# Форум на русском языке  > Разное  > Оффтоп  >  Оплата через PayPal

## ScratchyClaws

Никто не пробовал пополнять аккаунт PayPal с помощью выданной в России кредитки? Или любым другим способом, но именно с территории Росии?
После безуспешных попыток зарегестрировать свою Визу, появилась мысль что с нашей родной страной они просто не хотят работать... или у меня такой банк дурацкий? (что было бы странно - наше представительство иностранной фирмы нормально с этим банком работает и всякие платежи из других стран и обратно нормально приходят)...

Может есть у кого идеи, как пополнить аккаунт? Нашла один сайт-обменник но он больно стрёмно выглядит...

----------

Надоело быть жертвой? Стань профи по информационной безопасности, получай самую свежую информацию об угрозах и средствах защиты от ведущего российского аналитического центра Anti-Malware.ru:

----------


## Rene-gad

> Может есть у кого идеи, как пополнить аккаунт?


1. Согласно этой страничке PayPal работает с 16 мировыми валютами, рубля среди которых нет. Т.е. если Ваш референц-аккаунт для Визы рублёвый, то его и не акцептируют в PayPal.
2. Вы уже пробовали в поддержку PayPal обратиться?

----------


## ScratchyClaws

Отправила запрос и в поддержку  paypal  и в поддержку банка, выдавшего карту... жду ответа...

----------


## pig

Голубицкий в Компьютерре как-то плевался в сторону PayPal именно по причине их неприятия российских IP. ЕМНИП, экканут был просто намертво заблокирован, стоило один раз обратиться к нему из России. Техподдержка то ли вообще промолчла, то ли ответила невразумительно.

----------


## ScratchyClaws

> Голубицкий в Компьютерре как-то плевался в сторону PayPal именно по причине их неприятия российских IP. ЕМНИП, экканут был просто намертво заблокирован, стоило один раз обратиться к нему из России. Техподдержка то ли вообще промолчла, то ли ответила невразумительно.

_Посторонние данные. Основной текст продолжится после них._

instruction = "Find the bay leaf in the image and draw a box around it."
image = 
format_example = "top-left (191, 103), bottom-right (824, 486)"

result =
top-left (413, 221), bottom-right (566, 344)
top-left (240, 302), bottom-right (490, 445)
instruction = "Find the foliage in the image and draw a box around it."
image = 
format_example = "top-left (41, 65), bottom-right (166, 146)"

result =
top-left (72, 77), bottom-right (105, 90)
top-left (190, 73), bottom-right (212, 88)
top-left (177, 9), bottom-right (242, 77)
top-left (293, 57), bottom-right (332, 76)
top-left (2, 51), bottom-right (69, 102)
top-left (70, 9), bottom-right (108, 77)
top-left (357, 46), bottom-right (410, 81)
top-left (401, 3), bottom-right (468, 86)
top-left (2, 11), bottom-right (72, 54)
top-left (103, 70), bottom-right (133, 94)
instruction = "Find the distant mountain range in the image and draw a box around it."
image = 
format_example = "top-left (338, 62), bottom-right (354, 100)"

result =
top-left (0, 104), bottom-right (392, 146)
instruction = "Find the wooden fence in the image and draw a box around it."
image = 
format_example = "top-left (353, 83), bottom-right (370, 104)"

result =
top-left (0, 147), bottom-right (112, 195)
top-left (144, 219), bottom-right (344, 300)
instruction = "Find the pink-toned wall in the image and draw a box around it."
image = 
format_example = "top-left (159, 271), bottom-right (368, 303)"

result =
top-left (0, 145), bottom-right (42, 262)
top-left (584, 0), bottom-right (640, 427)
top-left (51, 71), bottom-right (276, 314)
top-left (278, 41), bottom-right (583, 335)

IP приняли нормально... аккаунт активирован... 
Но с карточкой - вот такая фигня..
Пока техподдержка молчит...
Надо сёдня в банк позвонить...

----------


## aintrust

> IP приняли нормально... аккаунт активирован... 
> Но с карточкой - вот такая фигня..
> Пока техподдержка молчит...
> Надо сёдня в банк позвонить...


PayPal до недавнего времени вообще не работал с карточками российских банков (по причине боязни мошенничества) - вполне вероятно, что ситуация не изменилась до сих пор, так что, возможно, вам придется воспользоваться услугами посредников, например, http://www.transmoney.ru.

В банк есть смысл позвонить, чтобы они вам рассказали, были ли вообще попытки авторизации, и если были, то по какой причине не прошли.

Был также слух, что PayPal все же работает с какими-то российскими банками, но так ли это или нет - я не знаю...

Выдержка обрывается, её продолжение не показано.